State files lawsuit against three board members of The Harbours

Article Courtesy of The News and Tribune

Published September 2, 2012

 

JEFFERSONVILLE — Three of the eight board members from The Harbours Condominiums Association were named in a state lawsuit for allegedly breaching their fiduciary duty and committing fraud.

The Indiana Attorney General’s Office filed the complaint in Clark County Circuit Court No. 2 against board members Kevin Zipperle, Mary Lou Trautwein-Lamkin and Sharon Chandler, according to a press release from the office. Frank Prell is also named in the lawsuit as a former owner of multiple condominium units at The Harbours, which is located at 1 River Point Plaza.

“Today’s lawsuit is the first of its kind under a new state law allowing the Attorney General’s Office to regulate homeowner associations,” said Gabrielle Owens, director of the Homeowner Protection Unit and Licensing Enforcement Unit of the Indiana Attorney General’s Office. “Board members have a fiduciary duty to serve in the interest of those they represent. Our office is committed to protecting homeowners and will continue to bring actions against violators who misuse their positions for personal gain.”

A state law passed in 2011 allows the Attorney General’s Office to regulate homeowners associations similar to other nonprofit organizations. The office has the authority to bring actions against a homeowner association’s board of directors and in some cases, against association board members.

HARBOURS HISTORY

The Harbours property was built in 1991 and converted to condominiums in 2000. In April 2004, control was turned over to a nine-person board of directors, which is elected by the homeowners. One of the board seats is currently vacant.

The Harbours Condominium Association represents 184 residential units and operates with a budget totaling nearly $900,000 in revenues and operating expenses of more than $701,000, according to the homeowners association 2012 draft budget. Rates for homeowners total $3.73 per square foot annually, which means the majority of homeowners pay between $307 and $420 per month to the association.

In October 2011, homeowners filed complaints with the Indiana Attorney General’s Office alleging more than 20 offenses by the board, including everything from voter fraud to racketeering.

According to a previous report in the News and Tribune, prior to the first board election, the developer appointed an initial transition committee that included Community Director Cindy Richards and board members Zipperle and Chandler. There is continued animosity as some believe they were granted too much power as that association’s bylaws allowed for homeowners to designate a proxy to vote for them, and that person does not have to be a resident.

Jeffersonville Attorney Larry Wilder, who has represented several individuals sued by the board, said “my clients that have been sued and harassed by the board members named in this suit are ecstatic that it appears justice has opened its eyes to the shenanigans that have been going on at the board level for years.”

WHAT THEY’RE ASKING FOR

The lawsuit seeks restitution on behalf of The Harbours Condominium Association Inc. and the removal of Zipperle, Trautwein-Lamkin and Chandler from their positions as board members. The management of The Harbours was transferred from the developer to the association in 2004, and Zipperle, Trautwein-Lamkin and Chandler were members of the initial transition committee and have been board members since, according to the release.
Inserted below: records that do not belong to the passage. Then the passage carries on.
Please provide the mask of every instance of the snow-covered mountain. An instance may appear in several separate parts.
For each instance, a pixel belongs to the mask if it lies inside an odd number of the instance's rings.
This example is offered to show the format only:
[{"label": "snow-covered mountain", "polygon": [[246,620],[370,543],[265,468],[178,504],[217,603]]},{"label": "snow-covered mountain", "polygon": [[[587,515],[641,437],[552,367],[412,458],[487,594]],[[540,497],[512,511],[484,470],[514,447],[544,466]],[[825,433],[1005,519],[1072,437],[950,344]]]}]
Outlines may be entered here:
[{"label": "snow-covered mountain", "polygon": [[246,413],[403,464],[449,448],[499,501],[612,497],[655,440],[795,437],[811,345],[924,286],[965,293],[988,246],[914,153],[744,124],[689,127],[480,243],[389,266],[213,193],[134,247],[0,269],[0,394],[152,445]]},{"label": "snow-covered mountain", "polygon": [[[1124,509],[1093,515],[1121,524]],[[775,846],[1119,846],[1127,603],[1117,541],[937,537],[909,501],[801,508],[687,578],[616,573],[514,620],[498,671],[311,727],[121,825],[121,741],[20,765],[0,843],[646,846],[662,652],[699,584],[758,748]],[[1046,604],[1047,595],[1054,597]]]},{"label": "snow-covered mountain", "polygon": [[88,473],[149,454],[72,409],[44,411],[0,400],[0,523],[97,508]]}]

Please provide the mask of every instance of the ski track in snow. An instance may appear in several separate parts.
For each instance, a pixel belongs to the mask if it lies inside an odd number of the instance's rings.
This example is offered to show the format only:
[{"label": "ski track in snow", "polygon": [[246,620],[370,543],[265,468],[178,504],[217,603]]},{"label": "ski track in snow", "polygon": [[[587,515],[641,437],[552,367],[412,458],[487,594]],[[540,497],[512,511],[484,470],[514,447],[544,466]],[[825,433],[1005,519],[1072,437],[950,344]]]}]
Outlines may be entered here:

According to the lawsuit, Zipperle serving in multiple positions over a number of years, “used his position on the board on an ongoing basis to deceive the association and its members for his own personal benefit and to benefit his friends and/or business associates which was detrimental to those to whom he had a fiduciary duty.”

Zipperle, Trautwein-Lamkin and Chandler, the board treasurer at the time, are accused of paying former community director and manager of the association, Cindy Richards, without documenting or verifying time spent on the job. According to the lawsuit, Richards had only accrued four weeks of vacation time but was paid her regular salary for 10 weeks without working full-time, according to the release.

Prell allegedly bought two separate condominiums in April 2005 and combined the units into one larger unit without a building permit, association approval or permission from the holder of both his mortgages. According to the complaint, Prell illegally attempted to sell the units as one property, but was later foreclosed upon.

Zipperle purchased one of the units through a short sale and later, Prell and/or Zipperle allegedly constructed a substandard wall to separate the units once again. The new wall ran through the middle of the shared kitchen sink and was erected without building permits or association approval. Trautwein-Lamkin and Zipperle later purchased the second unit, but falsely claimed they were going to use the property as their primary residence in order to obtain preferential treatment in the bidding process, according to the release.

Zipperle is also accused of instructing office staff to neglect or ignore requests made from association members he considered “malcontents.” According to Zipperle’s campaign letter for the association board from October 2011, “The activities of a handful of hard-core malcontents in our community continue to occupy our time and cost us valuable resources.”

A judge will determine what amount of restitution is due to the association from any actions that resulted in loss of dues and income to the association. According to the state’s lawsuit, the defendants should be barred from using the association’s funds for their legal defenses.

Messages left with board members named in the suit were not returned as of press time.